Execute the Document Properly
Technical execution errors doom otherwise valid documents. The execution process should follow these steps:
- Verify witness eligibility before signing
- Gather all witnesses and the notary to be physically present while you sign
- Use blue ink for original signatures to make it obvious which copy is the original document
- Add notarization, even if not required, making hospitals more comfortable accepting the document
The Hospital Acceptance Checklist
What you do with that legally valid document after signing it determines whether it actually works during a medical crisis.
Make Multiple Originals and Distribute Strategically
One original document sitting in your safe deposit box doesn't help when you're unconscious in an emergency room. Create and distribute multiple fully executed originals to:
- Your primary care physician's office
- Your designated agent's possession
- Each hospital where you might receive care
- Your attorney's office
Arkansas law provides that copies of your medical Power of Attorney have the same legal effect as originals, which can simplify distribution in urgent situations.
Update Every Three to Five Years
Medical Powers of Attorney don't expire under Texas or Arkansas law, but aging documents raise questions about whether they still reflect your wishes. Even if nothing has changed, re-executing the same document with a current date eliminates any hospital concerns.

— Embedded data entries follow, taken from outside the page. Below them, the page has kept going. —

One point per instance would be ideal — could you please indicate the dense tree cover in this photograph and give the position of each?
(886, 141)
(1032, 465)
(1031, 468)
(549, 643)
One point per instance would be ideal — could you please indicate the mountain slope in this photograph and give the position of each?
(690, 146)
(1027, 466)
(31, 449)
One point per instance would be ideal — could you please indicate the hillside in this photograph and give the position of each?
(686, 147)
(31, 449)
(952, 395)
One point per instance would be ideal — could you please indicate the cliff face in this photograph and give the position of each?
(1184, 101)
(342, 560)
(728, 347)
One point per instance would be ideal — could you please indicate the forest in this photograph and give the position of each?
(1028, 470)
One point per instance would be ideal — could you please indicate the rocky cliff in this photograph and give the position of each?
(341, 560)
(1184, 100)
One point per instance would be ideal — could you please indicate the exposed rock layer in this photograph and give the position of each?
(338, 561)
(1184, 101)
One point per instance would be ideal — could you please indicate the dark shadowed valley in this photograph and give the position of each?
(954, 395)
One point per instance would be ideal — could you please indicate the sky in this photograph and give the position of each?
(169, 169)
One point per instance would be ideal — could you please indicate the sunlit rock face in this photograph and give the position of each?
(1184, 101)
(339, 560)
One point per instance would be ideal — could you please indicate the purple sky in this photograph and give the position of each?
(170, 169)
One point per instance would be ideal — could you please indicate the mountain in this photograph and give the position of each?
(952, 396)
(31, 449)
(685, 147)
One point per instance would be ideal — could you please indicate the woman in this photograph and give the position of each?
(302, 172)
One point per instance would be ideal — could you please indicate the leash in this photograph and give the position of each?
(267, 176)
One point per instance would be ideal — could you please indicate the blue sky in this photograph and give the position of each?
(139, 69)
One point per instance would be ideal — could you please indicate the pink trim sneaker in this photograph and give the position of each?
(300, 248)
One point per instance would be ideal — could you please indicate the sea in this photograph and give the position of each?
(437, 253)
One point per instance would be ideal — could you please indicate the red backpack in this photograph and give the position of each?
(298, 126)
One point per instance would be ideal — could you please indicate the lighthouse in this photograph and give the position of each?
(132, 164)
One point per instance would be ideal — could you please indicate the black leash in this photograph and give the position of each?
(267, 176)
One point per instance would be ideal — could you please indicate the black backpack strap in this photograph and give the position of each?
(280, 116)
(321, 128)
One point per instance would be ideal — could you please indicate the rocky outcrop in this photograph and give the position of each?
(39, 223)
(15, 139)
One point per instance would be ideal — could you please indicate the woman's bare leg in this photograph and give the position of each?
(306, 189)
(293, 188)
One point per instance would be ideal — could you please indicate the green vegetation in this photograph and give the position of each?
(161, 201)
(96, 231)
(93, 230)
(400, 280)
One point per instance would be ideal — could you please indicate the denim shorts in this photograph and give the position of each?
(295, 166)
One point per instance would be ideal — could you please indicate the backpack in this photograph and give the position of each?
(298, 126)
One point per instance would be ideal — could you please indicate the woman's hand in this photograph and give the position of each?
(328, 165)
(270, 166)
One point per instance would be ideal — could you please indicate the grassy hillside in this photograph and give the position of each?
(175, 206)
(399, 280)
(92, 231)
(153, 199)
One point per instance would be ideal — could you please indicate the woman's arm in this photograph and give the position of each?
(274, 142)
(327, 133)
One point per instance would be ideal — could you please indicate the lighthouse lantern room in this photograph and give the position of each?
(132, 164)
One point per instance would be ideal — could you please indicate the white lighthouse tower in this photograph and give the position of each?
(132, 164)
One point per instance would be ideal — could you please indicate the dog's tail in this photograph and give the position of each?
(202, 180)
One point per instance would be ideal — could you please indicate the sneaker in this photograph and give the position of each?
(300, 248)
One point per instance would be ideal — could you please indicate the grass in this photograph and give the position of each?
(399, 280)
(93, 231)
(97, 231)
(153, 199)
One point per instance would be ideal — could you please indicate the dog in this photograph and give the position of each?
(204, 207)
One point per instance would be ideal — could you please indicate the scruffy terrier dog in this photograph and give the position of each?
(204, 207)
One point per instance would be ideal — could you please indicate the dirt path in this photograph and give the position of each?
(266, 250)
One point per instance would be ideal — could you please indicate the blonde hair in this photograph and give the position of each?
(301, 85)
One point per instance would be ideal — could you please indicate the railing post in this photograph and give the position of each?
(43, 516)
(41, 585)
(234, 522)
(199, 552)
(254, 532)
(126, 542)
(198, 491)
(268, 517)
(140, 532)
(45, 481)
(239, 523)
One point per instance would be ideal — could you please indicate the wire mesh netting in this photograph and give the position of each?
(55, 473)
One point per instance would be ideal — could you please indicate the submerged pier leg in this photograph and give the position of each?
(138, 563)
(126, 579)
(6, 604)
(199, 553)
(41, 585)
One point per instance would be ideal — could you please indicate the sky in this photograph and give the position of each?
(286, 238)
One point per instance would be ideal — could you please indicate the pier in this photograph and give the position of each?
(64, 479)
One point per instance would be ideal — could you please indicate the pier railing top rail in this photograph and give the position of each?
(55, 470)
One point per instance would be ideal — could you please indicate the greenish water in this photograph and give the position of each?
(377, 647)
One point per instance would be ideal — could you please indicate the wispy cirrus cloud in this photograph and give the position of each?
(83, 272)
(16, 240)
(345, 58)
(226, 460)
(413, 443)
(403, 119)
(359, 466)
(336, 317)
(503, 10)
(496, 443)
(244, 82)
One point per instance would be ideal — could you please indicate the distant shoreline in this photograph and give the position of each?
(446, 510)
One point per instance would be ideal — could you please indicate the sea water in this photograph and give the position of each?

Communicate With Family Members
Hold a family meeting to discuss your document. Explain why you chose your specific agent, discuss your healthcare preferences and end-of-life wishes, and identify where original documents are located. Family members who understand your wishes can support your agent rather than second-guessing decisions during stressful moments.
When Your Medical Power of Attorney Doesn't Work
Even properly executed documents sometimes face challenges at healthcare facilities. Knowing your legal options before a crisis prevents delays that could affect critical medical decisions.
Emergency Guardianship
If a healthcare facility won't accept your Power of Attorney, and medical decisions can't wait, your family may need to petition for emergency guardianship. Texas courts can appoint temporary guardians within 24 hours when someone faces immediate and substantial harm. Arkansas contains similar emergency provisions.

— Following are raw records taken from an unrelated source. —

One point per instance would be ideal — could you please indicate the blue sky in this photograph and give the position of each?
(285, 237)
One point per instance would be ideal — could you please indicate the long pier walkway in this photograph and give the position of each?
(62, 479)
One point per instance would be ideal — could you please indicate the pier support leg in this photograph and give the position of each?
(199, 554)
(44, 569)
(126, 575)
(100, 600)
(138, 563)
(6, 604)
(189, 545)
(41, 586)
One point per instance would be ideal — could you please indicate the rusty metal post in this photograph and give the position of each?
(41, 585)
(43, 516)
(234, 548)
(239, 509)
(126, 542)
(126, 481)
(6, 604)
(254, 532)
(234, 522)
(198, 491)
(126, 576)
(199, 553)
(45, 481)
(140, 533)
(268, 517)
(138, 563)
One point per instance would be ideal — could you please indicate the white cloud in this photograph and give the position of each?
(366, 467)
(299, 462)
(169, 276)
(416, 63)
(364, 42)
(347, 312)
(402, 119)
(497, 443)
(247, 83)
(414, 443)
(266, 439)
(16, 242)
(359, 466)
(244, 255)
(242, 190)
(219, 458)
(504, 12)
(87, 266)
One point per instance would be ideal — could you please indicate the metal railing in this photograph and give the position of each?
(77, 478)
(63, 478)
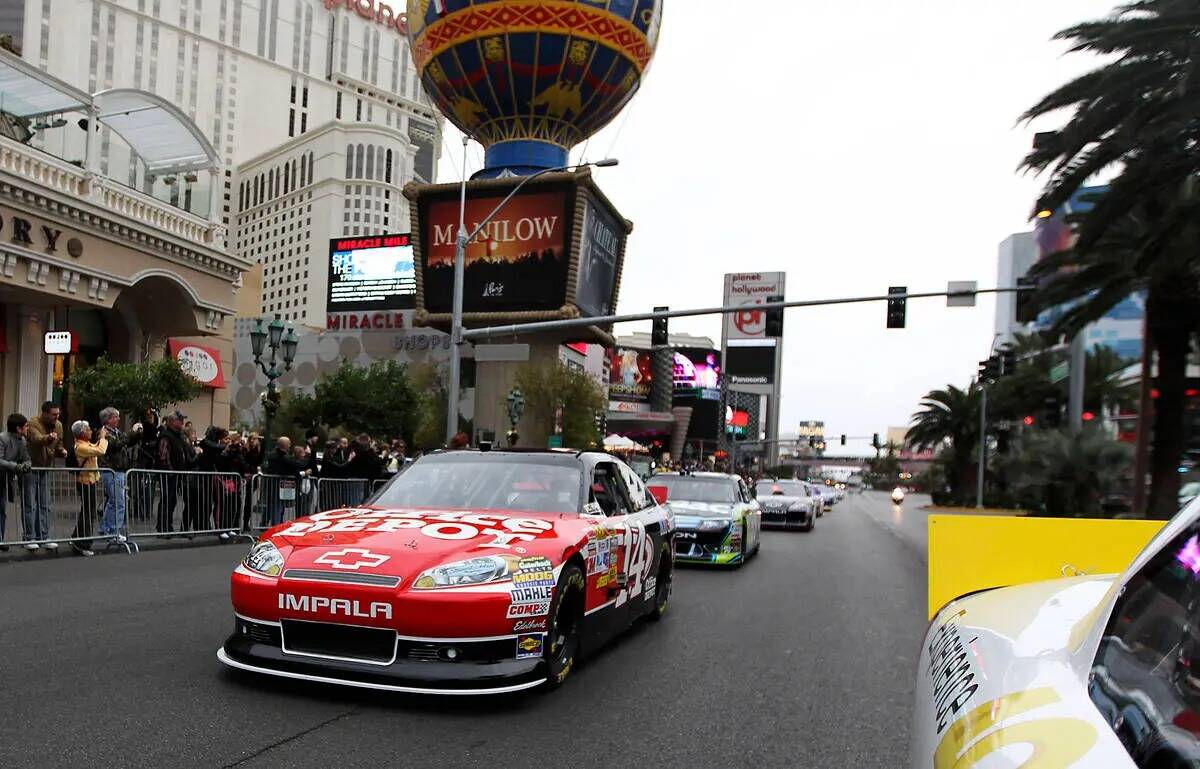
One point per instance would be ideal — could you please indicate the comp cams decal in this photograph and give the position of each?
(496, 530)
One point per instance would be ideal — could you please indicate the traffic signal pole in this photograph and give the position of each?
(516, 329)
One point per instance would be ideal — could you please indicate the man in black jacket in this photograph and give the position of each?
(173, 455)
(15, 467)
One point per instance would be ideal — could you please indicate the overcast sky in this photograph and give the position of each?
(855, 145)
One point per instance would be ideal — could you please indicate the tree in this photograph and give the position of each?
(1135, 113)
(550, 386)
(378, 401)
(949, 418)
(132, 388)
(1066, 474)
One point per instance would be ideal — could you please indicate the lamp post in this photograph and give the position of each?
(515, 404)
(460, 257)
(273, 337)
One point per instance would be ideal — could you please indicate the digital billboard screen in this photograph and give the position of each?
(371, 272)
(519, 260)
(750, 365)
(629, 374)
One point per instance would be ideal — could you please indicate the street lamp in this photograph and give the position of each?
(515, 403)
(273, 337)
(460, 257)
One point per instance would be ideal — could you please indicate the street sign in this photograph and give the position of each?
(960, 293)
(57, 343)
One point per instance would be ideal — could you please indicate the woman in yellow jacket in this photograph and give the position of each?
(87, 455)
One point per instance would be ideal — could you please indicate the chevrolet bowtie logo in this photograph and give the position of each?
(352, 558)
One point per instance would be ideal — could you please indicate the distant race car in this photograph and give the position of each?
(1078, 673)
(717, 520)
(471, 572)
(786, 504)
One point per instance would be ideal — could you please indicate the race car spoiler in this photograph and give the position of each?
(973, 553)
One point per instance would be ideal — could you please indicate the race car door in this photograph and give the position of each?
(623, 554)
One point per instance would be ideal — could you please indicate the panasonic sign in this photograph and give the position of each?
(343, 607)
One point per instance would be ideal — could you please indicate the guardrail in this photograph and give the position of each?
(61, 506)
(180, 503)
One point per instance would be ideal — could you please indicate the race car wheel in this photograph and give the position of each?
(565, 626)
(663, 588)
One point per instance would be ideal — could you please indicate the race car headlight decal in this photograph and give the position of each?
(471, 571)
(265, 559)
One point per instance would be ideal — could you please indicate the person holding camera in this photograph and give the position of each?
(15, 467)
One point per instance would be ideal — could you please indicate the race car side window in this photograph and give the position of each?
(1146, 677)
(607, 490)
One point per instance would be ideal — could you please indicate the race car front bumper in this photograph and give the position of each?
(424, 666)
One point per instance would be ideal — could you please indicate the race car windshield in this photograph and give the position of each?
(477, 481)
(786, 488)
(691, 488)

Hospital Ethics Committee Review
Most hospitals maintain ethics committees that resolve disputes about patient care, including disagreements about whether to honor Powers of Attorney. When hospital staff refuse to accept your document, your agent can request a review by the ethics committee. These committees typically include physicians, nurses, social workers, and patient advocates who issue recommendations about whether the document should be honored.
Work With an Experienced Elder Law Attorney
Generic online forms might cost less upfront, but they frequently fail when tested in real-world medical situations. An experienced attorney brings knowledge of state-specific requirements, healthcare facility practices, and potential legal challenges that generic documents don't address.
Ross & Shoalmire, P.L.L.C. approaches medical Powers of Attorney as part of comprehensive Estate Planning rather than standalone documents. Your lawyer will review your current health status, discuss your healthcare preferences in detail, evaluate potential agents, and address coordination with other Estate Planning documents like your will, durable (financial) power of attorney, and living will.
For families anticipating long-term care needs, your medical Power of Attorney should integrate with Medicaid Planning and Asset Protection strategies. If you're the parent of a disabled adult child, your document needs provisions that protect your child's government benefits through Special Needs Trust Planning.